Wolseley Family Place was named after the street of our original location. The name Wolseley references Colonel Garnet Wolseley who was the leader of the British military contingent sent to Manitoba in 1870 to suppress Louis Riel’s Red River Resistance. When colonial associations with the name Wolseley came into public discussion, it sparked many conversations as our organization is dedicated to doing our part to further reconciliation between Indigenous and non Indigenous communities and it was important for us as an organization to be proactive in reflecting our values.
After engagement and consultation with our community including Board, staff, participants, volunteers, community partners and funding partners, and with the support of Relish New Brand Experience, we settled on our new name and logo which we proudly wear.
An acorn is a nearly universal symbol of something which is small, yet strong, and that within lies great potential. A highly relatable icon, an acorn is whole and complete on its own, and with the right nutrients, conditions and support it can grow into a mighty oak tree, resilient and sheltering.
Similarly, Acorn Family Place supports families, walking with them in their journeys, supporting them through the offering of programs and services to help them thrive, strengthening the larger community.
Our new logo depicts an embrace that is welcoming and evoking the vital connection between caregivers and children. The acorn leaves are playful and friendly while the brand colours recall elements of nature, growth and warmth.
In May 1845, Rosalie Cadron-Jette moved into the attic of her son’s house, bringing with her a young woman who had recently given birth.

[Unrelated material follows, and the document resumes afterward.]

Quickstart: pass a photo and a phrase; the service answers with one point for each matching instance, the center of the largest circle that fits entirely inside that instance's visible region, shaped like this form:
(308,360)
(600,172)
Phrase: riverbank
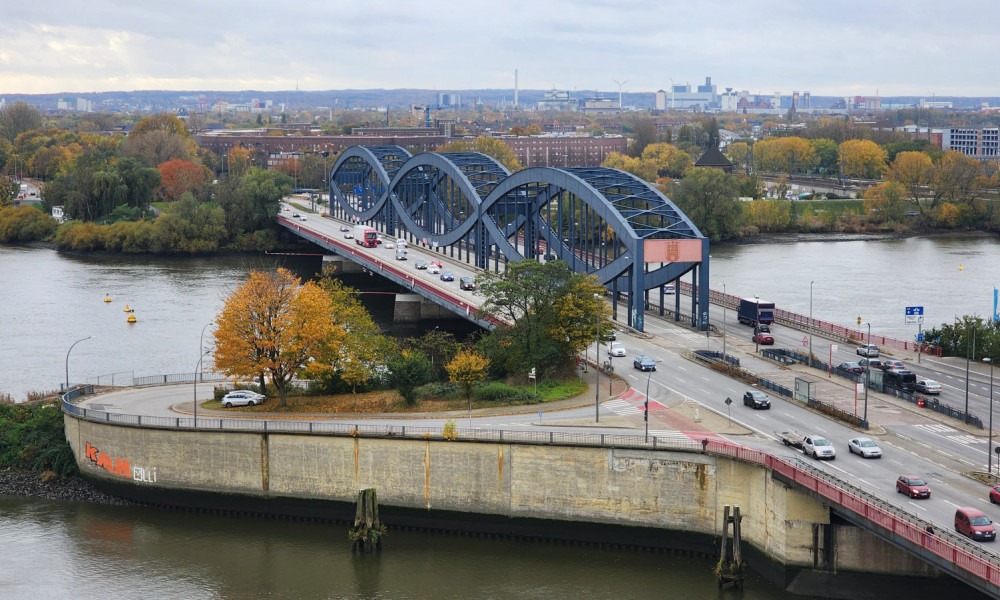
(73,488)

From these humble roots, the Misericordia Family was born, which eventually gave birth to Wolseley Family Place.
Rosalie was born in 1794 in Lavaltrie, Quebec. She married and then mothered 11 children; although 6 grew to adulthood, 5 others died as children.
Because her husband died when she was 38 years old and she had to raise her children alone, she came to understand the struggles of the single mother.
This led to her willingness to assist when young women came to her, faced with the dilemma of unintended pregnancies for which they had no support.
Rosalie was the first of the Misericordia Sisters, who spread across North and Central America on missions to support women and their babies. In Winnipeg, the Sisters founded the Misericordia Hospital and Villa Rosa. In 1997, Wolseley Family Place grew out of these two organizations, as a need was recognized to continue to support families with young children in the community after babies were born.